C'est à une courte majorité (3 voix pour, 2 contre) que la Securities and Exchange Commission (SEC) a donné mercredi son feu vert au projet de renforcement du pouvoir des actionnaires. Une décision qui devrait provoquer un certain remue-ménage lors des prochaines nominations d'administrateurs outre-Atlantique. Dans les faits, la SEC autorise les investisseurs à proposer des administrateurs et à les faire inscrire sur le bulletin de procuration envoyé chaque année à l'ensemble des actionnaires.

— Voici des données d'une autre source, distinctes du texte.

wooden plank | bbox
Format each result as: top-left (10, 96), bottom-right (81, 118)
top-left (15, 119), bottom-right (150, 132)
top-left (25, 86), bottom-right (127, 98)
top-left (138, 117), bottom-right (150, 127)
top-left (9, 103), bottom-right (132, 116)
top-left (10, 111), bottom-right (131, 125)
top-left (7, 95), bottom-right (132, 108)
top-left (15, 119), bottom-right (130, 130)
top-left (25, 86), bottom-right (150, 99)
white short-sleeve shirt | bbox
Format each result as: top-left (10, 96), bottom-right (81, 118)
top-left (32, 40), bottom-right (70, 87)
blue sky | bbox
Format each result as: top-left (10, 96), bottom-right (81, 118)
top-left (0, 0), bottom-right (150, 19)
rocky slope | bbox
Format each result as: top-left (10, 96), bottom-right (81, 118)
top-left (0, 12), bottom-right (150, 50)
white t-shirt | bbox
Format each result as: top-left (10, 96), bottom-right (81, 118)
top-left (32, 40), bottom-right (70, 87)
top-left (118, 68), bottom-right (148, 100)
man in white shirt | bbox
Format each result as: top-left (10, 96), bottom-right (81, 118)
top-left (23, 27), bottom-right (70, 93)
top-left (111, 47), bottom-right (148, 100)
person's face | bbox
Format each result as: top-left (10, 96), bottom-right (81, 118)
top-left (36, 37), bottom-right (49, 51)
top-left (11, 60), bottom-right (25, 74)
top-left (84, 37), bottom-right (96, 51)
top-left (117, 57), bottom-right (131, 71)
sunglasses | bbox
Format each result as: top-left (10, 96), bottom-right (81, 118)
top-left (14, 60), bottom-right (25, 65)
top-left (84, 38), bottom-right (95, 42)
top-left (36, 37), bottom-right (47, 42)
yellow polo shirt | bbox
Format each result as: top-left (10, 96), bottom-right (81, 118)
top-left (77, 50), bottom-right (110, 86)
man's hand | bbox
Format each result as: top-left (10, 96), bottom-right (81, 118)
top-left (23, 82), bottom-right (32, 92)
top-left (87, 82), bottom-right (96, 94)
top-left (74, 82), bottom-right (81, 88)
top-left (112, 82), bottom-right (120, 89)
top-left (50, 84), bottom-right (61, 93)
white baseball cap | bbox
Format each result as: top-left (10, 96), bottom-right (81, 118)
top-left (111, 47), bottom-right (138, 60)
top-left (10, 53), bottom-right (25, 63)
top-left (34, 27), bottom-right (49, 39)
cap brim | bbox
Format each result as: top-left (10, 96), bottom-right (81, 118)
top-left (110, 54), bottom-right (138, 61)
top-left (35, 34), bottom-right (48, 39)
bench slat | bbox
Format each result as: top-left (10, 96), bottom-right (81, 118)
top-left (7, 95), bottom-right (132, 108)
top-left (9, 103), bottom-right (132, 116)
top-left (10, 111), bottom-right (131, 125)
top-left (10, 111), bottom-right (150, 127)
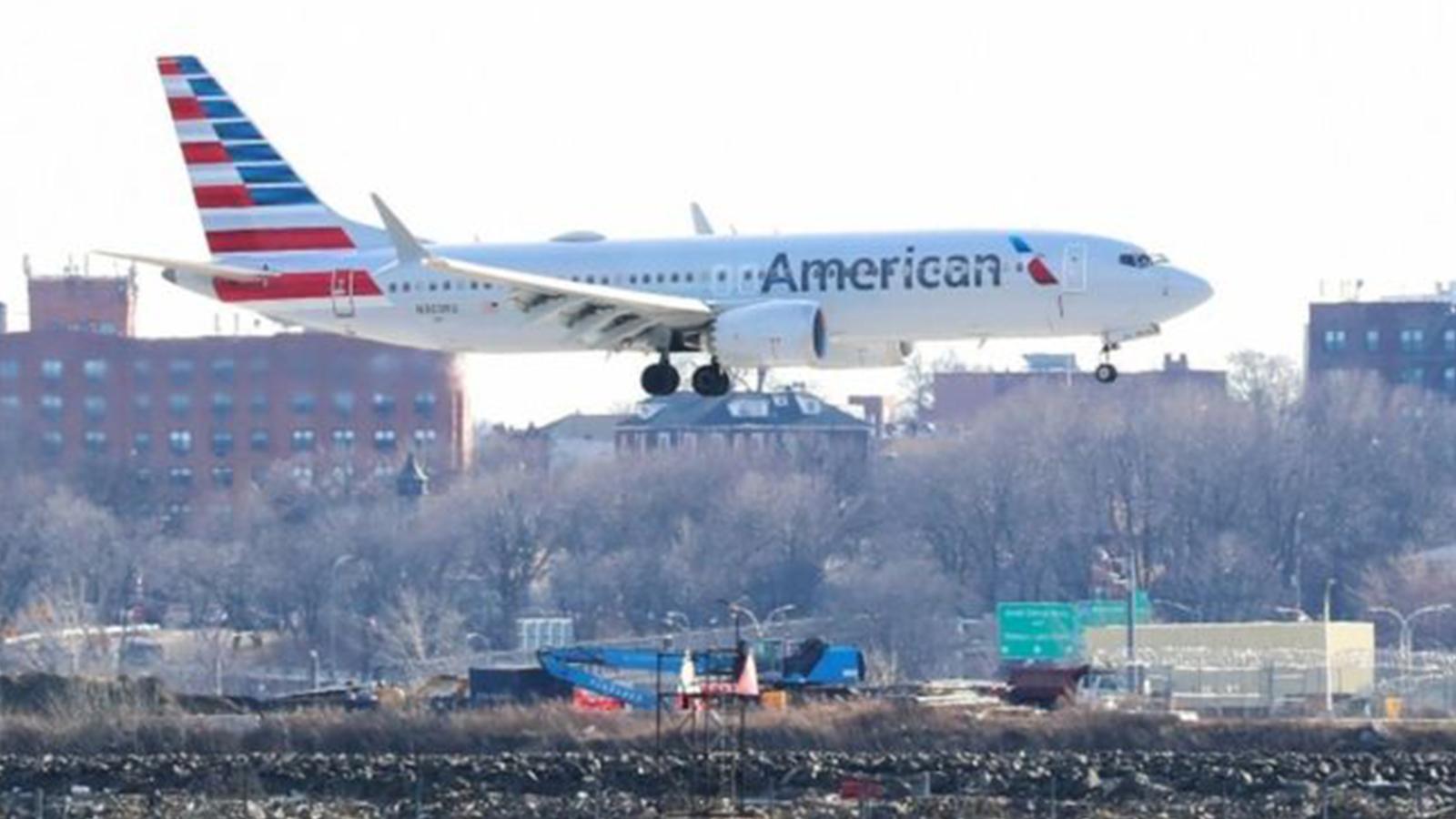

Un droit soumis à certaines conditions : les actionnaires, isolés ou en groupe, devront détenir plus de 3% du capital et cela depuis au moins trois ans. Ils ne pourront pas emprunter de titres ni utiliser leur nouvelle influence dans le seul but de modifier le contrôle de la société. Dans le même esprit, ils ne pourront pas proposer de noms pour plus d'un quart des sièges d'un conseil. Les sociétés affichant une capitalisation boursière inférieure à 75 millions de dollars disposent d'un délai de grâce de trois ans, le temps pour la SEC de procéder à des ajustements éventuels.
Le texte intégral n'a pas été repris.